Brian DeMarco

No. 73
- Positions: Guard, tackle

Personal information
- Born: April 9, 1972 (age 53) Berea, Ohio, U.S.
- Listed height: 6 ft 7 in (2.01 m)
- Listed weight: 323 lb (147 kg)

Career information
- High school: Lorain Admiral King (Lorain, Ohio)
- College: Michigan State
- NFL draft: 1995: 2nd round, 40th overall pick

Career history
- Jacksonville Jaguars (1995–1998); Cincinnati Bengals (1999);

Awards and highlights
- Second-team All-Big Ten (1994);

Career NFL statistics
- Games played: 63
- Games started: 46
- Stats at Pro Football Reference

= Brian DeMarco =

American football player (born 1972)

Brian DeMarco (born April 9, 1972) is an American former professional football player who was an offensive lineman in the National Football League (NFL). He played college football for the Michigan State Spartans and was selected in the second round of the 1995 NFL draft by the Jacksonville Jaguars.

==Professional career==
After being drafted by the Jaguars, he was a starter for their inaugural season. Demarco played four seasons for the Jaguars.
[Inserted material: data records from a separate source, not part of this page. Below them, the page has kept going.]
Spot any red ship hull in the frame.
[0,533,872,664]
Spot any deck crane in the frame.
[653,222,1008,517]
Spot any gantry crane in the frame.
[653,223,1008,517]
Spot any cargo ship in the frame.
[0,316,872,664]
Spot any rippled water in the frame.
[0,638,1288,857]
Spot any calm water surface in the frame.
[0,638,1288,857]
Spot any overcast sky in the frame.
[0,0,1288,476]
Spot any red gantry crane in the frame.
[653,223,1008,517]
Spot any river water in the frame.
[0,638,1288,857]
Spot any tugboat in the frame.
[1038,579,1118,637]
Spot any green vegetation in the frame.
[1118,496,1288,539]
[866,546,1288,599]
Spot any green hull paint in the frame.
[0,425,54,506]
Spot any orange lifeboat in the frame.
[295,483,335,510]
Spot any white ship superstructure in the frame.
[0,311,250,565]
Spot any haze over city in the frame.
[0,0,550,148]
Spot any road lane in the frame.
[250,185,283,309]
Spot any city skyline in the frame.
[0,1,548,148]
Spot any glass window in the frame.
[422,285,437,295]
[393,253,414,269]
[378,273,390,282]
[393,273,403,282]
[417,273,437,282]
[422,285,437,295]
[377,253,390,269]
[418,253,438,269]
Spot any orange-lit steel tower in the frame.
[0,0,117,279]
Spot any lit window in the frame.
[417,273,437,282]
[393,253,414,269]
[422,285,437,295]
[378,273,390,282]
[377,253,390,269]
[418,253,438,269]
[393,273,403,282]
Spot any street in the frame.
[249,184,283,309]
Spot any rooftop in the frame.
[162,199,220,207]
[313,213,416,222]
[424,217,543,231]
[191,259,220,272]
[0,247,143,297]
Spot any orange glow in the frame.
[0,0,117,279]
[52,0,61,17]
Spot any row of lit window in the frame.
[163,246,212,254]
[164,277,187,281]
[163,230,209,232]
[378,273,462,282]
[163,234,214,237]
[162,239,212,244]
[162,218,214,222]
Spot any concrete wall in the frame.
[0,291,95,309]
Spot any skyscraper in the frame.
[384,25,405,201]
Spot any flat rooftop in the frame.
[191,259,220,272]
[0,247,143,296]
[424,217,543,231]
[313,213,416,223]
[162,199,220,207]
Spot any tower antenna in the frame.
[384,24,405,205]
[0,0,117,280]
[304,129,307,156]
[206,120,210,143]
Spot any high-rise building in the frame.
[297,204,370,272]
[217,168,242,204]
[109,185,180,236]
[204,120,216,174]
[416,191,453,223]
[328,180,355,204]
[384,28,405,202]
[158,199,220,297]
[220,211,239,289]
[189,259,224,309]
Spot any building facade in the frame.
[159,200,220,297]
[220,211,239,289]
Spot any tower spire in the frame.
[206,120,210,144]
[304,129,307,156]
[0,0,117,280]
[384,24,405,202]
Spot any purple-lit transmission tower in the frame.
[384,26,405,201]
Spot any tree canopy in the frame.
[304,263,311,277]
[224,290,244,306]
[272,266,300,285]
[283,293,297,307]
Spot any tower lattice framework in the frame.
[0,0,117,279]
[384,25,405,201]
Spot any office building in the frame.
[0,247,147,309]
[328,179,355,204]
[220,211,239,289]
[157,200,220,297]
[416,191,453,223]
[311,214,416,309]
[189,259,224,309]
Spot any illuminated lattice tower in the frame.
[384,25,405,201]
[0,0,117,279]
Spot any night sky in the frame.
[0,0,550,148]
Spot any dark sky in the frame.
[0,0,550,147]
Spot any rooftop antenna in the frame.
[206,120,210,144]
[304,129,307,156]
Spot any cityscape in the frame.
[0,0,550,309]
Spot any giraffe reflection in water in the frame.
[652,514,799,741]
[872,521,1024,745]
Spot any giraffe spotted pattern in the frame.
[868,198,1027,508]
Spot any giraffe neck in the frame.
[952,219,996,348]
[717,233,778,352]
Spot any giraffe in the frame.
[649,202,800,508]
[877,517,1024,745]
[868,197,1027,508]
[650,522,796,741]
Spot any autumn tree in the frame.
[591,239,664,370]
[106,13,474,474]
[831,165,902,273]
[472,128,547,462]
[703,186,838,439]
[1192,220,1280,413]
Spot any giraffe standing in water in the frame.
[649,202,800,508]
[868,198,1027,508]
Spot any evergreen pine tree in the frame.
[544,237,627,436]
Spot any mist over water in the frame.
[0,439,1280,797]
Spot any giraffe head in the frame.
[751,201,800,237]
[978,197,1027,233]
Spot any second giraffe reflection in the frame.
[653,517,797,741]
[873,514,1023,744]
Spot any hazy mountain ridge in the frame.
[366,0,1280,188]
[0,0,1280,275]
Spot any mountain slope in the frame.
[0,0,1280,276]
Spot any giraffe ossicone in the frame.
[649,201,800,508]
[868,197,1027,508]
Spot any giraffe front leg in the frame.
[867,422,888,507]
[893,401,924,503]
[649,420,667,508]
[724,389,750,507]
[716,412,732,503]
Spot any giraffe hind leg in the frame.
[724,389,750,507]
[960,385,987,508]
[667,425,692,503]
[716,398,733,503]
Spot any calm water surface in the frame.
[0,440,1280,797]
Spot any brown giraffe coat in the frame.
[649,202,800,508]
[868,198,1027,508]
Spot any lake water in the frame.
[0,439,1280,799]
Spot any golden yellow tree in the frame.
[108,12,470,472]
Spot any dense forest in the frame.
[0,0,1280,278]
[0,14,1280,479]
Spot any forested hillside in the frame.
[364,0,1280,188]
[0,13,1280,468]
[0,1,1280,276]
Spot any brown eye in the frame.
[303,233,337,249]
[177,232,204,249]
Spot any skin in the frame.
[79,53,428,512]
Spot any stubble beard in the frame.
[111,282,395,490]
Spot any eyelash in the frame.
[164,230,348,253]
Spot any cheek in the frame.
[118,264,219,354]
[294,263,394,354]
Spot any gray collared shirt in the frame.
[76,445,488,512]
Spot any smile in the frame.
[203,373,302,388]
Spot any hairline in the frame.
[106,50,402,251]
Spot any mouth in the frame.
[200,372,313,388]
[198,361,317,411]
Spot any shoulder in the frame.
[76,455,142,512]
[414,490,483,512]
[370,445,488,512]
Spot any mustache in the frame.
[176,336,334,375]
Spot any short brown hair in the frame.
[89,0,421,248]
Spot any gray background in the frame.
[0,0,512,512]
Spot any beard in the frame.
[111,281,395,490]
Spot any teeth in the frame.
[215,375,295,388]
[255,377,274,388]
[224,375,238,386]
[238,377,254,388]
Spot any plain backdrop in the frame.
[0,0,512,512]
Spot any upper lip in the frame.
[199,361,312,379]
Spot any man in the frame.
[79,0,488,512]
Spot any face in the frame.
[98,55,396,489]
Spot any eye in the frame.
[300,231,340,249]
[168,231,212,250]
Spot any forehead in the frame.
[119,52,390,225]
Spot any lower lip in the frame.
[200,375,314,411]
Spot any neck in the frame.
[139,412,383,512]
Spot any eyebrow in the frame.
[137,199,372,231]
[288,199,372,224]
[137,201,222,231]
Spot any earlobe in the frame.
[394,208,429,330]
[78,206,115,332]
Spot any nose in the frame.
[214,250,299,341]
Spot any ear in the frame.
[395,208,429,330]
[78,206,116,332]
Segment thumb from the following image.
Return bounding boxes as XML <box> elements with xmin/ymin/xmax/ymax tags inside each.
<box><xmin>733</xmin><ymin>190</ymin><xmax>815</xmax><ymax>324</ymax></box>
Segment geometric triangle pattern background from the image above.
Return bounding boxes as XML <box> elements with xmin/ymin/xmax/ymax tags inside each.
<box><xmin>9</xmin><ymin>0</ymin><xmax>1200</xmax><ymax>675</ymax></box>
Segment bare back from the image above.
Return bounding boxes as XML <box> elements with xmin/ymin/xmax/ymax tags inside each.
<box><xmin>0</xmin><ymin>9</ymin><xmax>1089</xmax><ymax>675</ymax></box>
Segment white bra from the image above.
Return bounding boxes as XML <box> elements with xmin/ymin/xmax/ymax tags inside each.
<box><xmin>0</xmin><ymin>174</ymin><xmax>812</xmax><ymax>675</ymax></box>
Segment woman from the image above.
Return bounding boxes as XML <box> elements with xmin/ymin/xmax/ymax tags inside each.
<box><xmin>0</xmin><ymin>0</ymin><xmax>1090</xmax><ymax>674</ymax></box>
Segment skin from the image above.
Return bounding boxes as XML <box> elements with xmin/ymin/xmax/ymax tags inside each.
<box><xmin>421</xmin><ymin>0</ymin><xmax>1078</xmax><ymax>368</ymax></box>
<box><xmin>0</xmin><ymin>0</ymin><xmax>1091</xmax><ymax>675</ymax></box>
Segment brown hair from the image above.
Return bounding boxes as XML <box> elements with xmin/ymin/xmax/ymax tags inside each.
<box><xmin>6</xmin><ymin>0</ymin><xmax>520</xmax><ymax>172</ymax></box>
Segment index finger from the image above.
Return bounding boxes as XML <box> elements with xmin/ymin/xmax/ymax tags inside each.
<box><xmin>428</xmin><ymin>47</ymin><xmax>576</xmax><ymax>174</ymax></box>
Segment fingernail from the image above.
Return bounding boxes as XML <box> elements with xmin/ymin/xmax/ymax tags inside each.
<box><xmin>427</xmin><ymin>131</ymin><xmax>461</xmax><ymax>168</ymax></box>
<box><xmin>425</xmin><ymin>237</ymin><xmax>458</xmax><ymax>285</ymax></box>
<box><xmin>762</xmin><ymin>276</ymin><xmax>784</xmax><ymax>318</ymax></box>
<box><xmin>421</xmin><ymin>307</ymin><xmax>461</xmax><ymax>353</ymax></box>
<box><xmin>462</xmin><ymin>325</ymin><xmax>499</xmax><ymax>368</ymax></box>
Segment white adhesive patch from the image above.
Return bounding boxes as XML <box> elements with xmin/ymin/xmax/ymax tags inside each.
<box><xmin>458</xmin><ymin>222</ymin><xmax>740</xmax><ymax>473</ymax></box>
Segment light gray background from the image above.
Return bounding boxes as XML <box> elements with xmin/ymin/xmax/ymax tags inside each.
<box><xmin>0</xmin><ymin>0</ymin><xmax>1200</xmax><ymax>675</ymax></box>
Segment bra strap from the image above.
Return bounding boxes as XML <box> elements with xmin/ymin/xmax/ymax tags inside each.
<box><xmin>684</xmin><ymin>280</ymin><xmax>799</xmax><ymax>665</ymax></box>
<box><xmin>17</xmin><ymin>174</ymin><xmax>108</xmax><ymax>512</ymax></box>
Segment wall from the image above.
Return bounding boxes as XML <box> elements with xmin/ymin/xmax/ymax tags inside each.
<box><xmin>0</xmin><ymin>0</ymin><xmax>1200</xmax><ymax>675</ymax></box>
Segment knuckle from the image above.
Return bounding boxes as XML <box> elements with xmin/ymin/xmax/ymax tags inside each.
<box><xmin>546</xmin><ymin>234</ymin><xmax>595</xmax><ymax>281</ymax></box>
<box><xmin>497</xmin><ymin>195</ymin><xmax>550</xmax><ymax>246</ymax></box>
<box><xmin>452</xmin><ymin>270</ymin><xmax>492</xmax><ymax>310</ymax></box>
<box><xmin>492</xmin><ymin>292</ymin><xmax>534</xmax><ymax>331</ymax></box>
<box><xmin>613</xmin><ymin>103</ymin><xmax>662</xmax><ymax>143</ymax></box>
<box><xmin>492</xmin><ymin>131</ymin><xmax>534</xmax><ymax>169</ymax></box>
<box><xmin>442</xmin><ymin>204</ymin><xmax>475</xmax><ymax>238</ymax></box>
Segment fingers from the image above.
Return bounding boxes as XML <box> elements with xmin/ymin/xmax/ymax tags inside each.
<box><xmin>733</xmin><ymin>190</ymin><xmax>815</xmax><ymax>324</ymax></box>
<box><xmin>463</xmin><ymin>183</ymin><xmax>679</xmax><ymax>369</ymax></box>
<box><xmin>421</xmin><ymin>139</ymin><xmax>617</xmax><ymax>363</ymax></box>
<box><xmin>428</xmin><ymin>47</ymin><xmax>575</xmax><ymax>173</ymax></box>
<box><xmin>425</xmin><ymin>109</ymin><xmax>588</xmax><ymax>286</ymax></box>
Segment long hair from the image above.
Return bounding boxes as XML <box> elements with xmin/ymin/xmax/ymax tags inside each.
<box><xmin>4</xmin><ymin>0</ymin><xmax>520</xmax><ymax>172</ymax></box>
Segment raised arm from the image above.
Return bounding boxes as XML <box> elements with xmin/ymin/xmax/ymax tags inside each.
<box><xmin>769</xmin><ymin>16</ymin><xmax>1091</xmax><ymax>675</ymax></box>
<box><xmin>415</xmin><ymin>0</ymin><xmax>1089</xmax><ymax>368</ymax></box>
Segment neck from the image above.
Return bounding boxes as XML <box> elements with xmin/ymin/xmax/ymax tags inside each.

He signed a 3-year deal with the Cincinnati Bengals in 1999, but he retired after that season due to injuries.

==Post NFL==
Demarco's suffering from injuries sustained while playing, and efforts to get accountability from the NFL and National Football League Players Association, have been highlighted as an example of the physical struggles of retired NFL players and their difficulty in receiving sufficient support.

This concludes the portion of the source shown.